I ran into this myself a couple months ago. As far as I can tell from perusing a number of forum posts and stackoverflow answers, this is just the way Twitter formats it’s responses, not a bug in Swifter. You’ll have to replace these yourself, though Swift makes that pretty easy with the replacingOccurrences(of:with:) method on String.

annjawn commented 6 years ago

yes realizing that, I ultimately ended up writing my own String extension, but it's a little more elaborate than replacingOccurrences(of:with:). However though, the Swifter json is giving me strange errors when it contains these special characters.

ghost commented 6 years ago

What kinds of strange errors?

annjawn commented 6 years ago

As you may recall from this conversation --> #152 that I am trying to get the Decodable protocol to work with swifter. I have been able to make it work for the most part of it, as shown below. HOWEVER, the statement JSONDecoder().decode fails if the full_text in the tweet JSON contains this string -/:;()$&@“.,?!’[]{}#%^*+=_\|~<>€£¥•.,?!’ , it simply says that the Data isn't in the correct format and no amount of replacingOccurrences worked. If I delete that tweet and run it again, it works just fine (user_timeline). I have finally resorted to using TwitterKit SDK and the API that it provides and that is working well for me and I can use Decodable on the Data returned by the request.

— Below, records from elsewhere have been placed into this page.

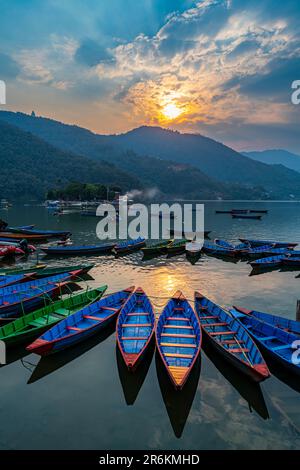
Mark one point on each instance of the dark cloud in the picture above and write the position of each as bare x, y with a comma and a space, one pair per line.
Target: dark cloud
8, 66
90, 53
274, 83
249, 45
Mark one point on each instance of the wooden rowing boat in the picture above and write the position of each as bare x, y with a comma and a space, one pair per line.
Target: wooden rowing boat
275, 244
270, 261
292, 261
32, 325
244, 216
290, 326
177, 246
31, 269
262, 211
45, 233
135, 328
178, 339
193, 248
39, 271
230, 339
274, 342
18, 300
156, 248
81, 325
78, 250
240, 248
213, 249
129, 245
21, 236
9, 280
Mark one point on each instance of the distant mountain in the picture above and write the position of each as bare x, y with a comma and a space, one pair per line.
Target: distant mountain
171, 178
185, 165
213, 158
277, 157
30, 166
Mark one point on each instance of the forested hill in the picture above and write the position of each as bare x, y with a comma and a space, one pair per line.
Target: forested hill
153, 144
35, 166
31, 166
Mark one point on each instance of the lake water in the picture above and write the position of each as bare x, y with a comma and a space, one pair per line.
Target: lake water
84, 399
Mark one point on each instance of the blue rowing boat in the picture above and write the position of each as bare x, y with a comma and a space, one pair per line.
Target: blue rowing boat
78, 250
129, 245
263, 251
178, 339
290, 260
224, 244
230, 246
37, 284
15, 300
275, 244
274, 342
10, 280
291, 326
214, 249
243, 216
269, 262
230, 339
47, 233
81, 325
135, 328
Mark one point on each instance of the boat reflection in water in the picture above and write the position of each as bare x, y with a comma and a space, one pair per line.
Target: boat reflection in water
14, 354
276, 369
49, 364
178, 402
132, 381
193, 257
248, 389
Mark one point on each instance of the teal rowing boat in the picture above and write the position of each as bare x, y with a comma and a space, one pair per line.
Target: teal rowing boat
32, 325
177, 246
44, 270
156, 248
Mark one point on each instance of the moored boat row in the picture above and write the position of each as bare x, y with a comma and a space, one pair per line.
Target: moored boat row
179, 330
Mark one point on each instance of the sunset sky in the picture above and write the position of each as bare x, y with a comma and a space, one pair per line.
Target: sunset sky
220, 68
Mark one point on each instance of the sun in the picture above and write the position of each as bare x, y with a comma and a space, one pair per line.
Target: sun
171, 111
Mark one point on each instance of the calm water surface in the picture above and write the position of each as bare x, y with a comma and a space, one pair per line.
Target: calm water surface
84, 399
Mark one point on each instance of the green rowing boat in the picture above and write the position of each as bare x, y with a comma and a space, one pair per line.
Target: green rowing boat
159, 247
44, 270
31, 269
178, 246
32, 325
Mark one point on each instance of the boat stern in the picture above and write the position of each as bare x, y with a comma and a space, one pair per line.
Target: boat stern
41, 347
262, 371
131, 361
178, 375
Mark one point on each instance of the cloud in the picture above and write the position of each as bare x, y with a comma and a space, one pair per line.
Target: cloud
8, 66
226, 64
90, 53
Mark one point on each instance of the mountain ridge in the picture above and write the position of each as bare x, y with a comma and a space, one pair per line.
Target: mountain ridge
276, 157
147, 145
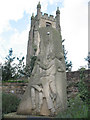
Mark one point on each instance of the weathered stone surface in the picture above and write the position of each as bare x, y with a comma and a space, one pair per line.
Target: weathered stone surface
46, 91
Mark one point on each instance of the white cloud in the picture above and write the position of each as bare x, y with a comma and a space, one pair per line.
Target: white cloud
14, 9
74, 25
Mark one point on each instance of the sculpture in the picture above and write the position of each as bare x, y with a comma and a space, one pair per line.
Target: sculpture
46, 91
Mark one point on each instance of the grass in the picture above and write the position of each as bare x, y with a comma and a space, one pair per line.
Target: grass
76, 109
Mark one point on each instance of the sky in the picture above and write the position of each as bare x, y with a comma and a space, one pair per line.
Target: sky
15, 25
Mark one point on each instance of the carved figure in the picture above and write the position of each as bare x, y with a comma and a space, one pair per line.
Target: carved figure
46, 91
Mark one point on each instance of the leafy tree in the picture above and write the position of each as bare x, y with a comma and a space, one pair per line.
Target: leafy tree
8, 68
88, 60
67, 62
82, 87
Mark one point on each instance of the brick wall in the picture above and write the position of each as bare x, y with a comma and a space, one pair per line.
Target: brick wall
72, 79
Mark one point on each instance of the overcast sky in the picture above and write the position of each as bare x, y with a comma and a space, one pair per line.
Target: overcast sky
15, 25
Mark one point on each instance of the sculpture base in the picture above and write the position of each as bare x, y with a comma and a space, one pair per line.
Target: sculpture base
16, 116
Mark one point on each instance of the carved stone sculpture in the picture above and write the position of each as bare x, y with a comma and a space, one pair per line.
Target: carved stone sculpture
46, 91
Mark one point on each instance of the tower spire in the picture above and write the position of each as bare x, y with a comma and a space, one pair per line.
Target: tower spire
38, 10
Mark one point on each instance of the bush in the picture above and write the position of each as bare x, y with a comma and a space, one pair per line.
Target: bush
77, 109
9, 103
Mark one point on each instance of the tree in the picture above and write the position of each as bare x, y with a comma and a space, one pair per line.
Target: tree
88, 60
67, 62
8, 68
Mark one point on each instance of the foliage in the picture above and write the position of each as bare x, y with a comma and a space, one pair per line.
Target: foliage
88, 60
8, 69
82, 87
77, 109
67, 62
11, 70
9, 103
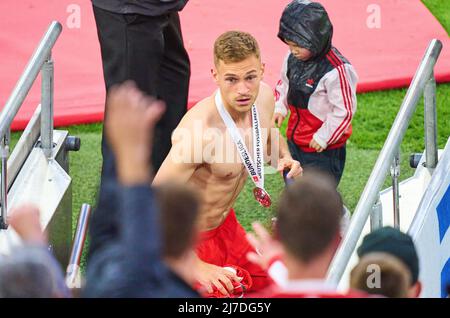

I feel using Decodable to build the Tweet model is way more elegant and readable than doing a json["foo"]["bar"]["imet"]....

swifter.getUserFollowing(for: .id("16532709"), cursor: nil, count: nil, skipStatus: true, includeUserEntities: false, success: { (json, prev, next) in
     let jsonData = String(describing: json)
     let jsD   = jsonData.data(using: .utf8)!
     do{
            let json = try JSONDecoder().decode([userIDS].self, from: jsD)
          }catch{
                    print("ANN: JSON Error")
         }
      }, failure: { (error) in
                print("Error: ", error.localizedDescription)
            })
ghost commented 6 years ago

Oh, interesting. I’ll look into this later. My gut says that there’s some sort of problem with the way the JSON type pretty-prints strings in the description computed var, but can’t be sure without investigating.

I agree re: Decodable, there is some cost associated with creating types to decode to, but the code-completion and compile-time checking of field names, plus the ability to abstract away and/or change the decoded structure of the data, far outweigh them imo.

Did you ever try out my raw_data_and_decodable branch @ https://github.com/zachrwolfe/Swifter/tree/raw_data_and_decodable ? That should also solve your problem for now until we can get a version of that merged into master.

sbeitzel commented 3 years ago

Is anyone looking at this?

I'm rewriting a client app for macOS that I had previously written in Java using Twitter4J. That library solved this problem by doing entity replacement internally, since there are not only HTML entities like &amp; but also Twitter-specific entities like media and links.

Above, TwitterKit gets mentioned, but that library is well past its end-of-life.